A diverse set of creative skills. Maybe you are a cross-media ninja? For example, you might master both 3D-animation, video production, and web design.
Full-stack. Maybe you are a true renaissance man or woman who is able to able to take a project through to completion on your own. Whatever the project needs, you provide it. Web development, logo design, video production, copywriting..!
Whatever USP you pick, consider tacking on a guarantee. That will make your USP even stronger.
"I guarantee I’ll outpull your best sales letter by at least 10% in a split-run test. If I write something for you and it doesn’t pull at least 10% more responses, you won’t owe me a penny for any work I’ve done. I’ll even refund half of your ad costs, to cover my half of the test." Shawn Lebrun
Money back guarantees: Shawn LeBrun, a fitness direct response copywriter, guarantees 10% more responses on existing sales copy – or you will get your money back. However, he also clearly states under which conditions the guarantee is valid and sets him up for success in the process.
A guaranteed outcome: You promise to tweak your deliverable until it hits the goal.
A guaranteed quality level. A web developer may offer a clean code guarantee. A content writer could provide a no spelling mistakes-guarantee. Spice the guarantee by a $10 discount for every spelling mistake the client finds.
A no fuss return policy. If you sell physical products.
Rock bottom prices.
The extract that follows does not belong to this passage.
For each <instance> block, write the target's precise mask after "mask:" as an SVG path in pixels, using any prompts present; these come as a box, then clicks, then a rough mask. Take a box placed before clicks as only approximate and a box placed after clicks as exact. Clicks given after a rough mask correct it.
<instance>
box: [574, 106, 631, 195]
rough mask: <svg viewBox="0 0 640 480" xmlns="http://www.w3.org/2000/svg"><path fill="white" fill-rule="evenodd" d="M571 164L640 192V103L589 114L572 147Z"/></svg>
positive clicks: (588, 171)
For most, a USP based on low or the lowest price is a terrible idea. It might be a viable option if you work from a cheap country. Even if you target price-sensitive clients, it’s better to give them another reason to hire you, e.g., a guarantee.
A high price. Higher prices than average could be an indication of quality.
For a freelance creative, unique selling propositions is a niche game. Your USP only needs to connect more strongly with your ideal clients, and not so much with others. You are not trying to please everyone. As long as your ideal clients really care about it, you might consider anything as your USP.
For example, if your niche is web design for churches, donating a percentage of your fees might be a viable USP.
Sonja Meyer is a sustainability-driven graphic designer. On her page "Initiatives," she lists the organizations she contributes to with monthly donations, etc. Her goal is to give 10% of her time or profit to causes she feels strongly about.